Published online by Cambridge University Press: 22 December 2023
Europe is at its most noble when it strives for respect for all within its borders. The very persistence of the EU shows that such respect can be achieved among states, which is no mean feat given the ghastly past century. The massive migration of Muslims tests whether such respect can be achieved across perceived civilizational divides. Here the jury is out.
After all, Muslims are Europe’s “perfect enemy”. They evoke the historical schemas of Saladin and Charles Martel, ready to be weaponized when useful. And they are suspected as deep-down radicals, who at the right moment will show their true colors. The problem is not that there are no dangers, but that commentators treat Muslims as essentially the same, as defined by putatively fixed characteristics of their religion.
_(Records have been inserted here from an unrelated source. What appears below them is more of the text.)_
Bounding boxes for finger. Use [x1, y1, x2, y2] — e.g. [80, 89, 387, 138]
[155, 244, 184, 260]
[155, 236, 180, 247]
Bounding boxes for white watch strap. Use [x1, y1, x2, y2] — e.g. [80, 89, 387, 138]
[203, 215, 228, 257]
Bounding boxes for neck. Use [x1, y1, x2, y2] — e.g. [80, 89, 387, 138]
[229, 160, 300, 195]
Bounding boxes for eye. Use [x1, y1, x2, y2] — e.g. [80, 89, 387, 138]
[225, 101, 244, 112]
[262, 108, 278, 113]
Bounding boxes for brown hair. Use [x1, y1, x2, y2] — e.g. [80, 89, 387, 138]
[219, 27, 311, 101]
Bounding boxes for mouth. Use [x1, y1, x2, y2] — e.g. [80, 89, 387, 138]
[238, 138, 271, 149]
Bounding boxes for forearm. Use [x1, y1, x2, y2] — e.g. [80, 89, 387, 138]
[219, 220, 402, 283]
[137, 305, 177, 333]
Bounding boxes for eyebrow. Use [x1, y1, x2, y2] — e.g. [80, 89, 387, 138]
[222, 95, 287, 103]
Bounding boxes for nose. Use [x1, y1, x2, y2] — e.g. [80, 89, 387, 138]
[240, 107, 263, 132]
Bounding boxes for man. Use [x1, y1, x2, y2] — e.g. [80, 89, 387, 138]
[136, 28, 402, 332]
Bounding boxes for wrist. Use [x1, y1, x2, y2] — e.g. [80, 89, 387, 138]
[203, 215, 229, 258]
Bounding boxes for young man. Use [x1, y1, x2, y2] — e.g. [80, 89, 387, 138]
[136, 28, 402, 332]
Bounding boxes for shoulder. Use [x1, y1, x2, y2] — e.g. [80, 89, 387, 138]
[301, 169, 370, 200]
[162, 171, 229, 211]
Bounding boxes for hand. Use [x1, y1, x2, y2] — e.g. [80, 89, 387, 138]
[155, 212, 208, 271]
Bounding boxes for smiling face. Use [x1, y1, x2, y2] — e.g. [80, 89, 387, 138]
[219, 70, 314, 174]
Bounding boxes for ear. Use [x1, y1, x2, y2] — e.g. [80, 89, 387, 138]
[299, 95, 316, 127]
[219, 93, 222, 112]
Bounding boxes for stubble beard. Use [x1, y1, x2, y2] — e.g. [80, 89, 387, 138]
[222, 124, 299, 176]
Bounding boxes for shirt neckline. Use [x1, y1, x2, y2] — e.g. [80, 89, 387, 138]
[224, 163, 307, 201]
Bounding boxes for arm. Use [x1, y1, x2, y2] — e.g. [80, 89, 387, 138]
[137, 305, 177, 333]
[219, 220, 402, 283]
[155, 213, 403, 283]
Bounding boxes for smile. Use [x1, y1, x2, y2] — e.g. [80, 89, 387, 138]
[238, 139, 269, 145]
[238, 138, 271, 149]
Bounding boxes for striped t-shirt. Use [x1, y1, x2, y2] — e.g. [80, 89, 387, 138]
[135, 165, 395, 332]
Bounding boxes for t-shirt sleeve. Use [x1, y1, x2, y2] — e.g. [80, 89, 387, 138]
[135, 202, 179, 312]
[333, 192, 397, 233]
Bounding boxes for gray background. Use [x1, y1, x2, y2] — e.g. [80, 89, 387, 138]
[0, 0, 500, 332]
Of course, Muslims are not the only targets of what the philosopher Charles Taylor has called “block thinking”. Treating Jews, Roma, Irish, and so forth as “races”, defined by an immutable essence, has long been the basis for everyday discrimination and mass murder. But today Muslims are the main collective target for everyday character assassination. It has become usual for journalists and politicians to slip from using “radical” to “Islamist” to “militant” when writing of those Muslims deemed not to be playing the state’s precise integration game. They do not adapt, and we can never be sure precisely what they think. And there are more specific claims of otherness. One regards children.
Fearing birth
Since the carnage of the world wars, repeopling the nation has been a matter of national urgency across Europe. If not enough citizens could be grown quickly enough, then workers would be imported as economic placeholders. But when many of these “workers” came to be seen as “Muslims”, they also became a threat, and not a solution, to the peopling problem.
Critics claim a visceral demographic threat, that “they” will soon replace “us”, and thereby accomplish by stealth the conquest of Europe first attempted over a millennium ago. The attacks also have both a general and a nation-specific component, corresponding as they do to the particular historical narratives of citizenship in France, Germany, Britain, and so forth.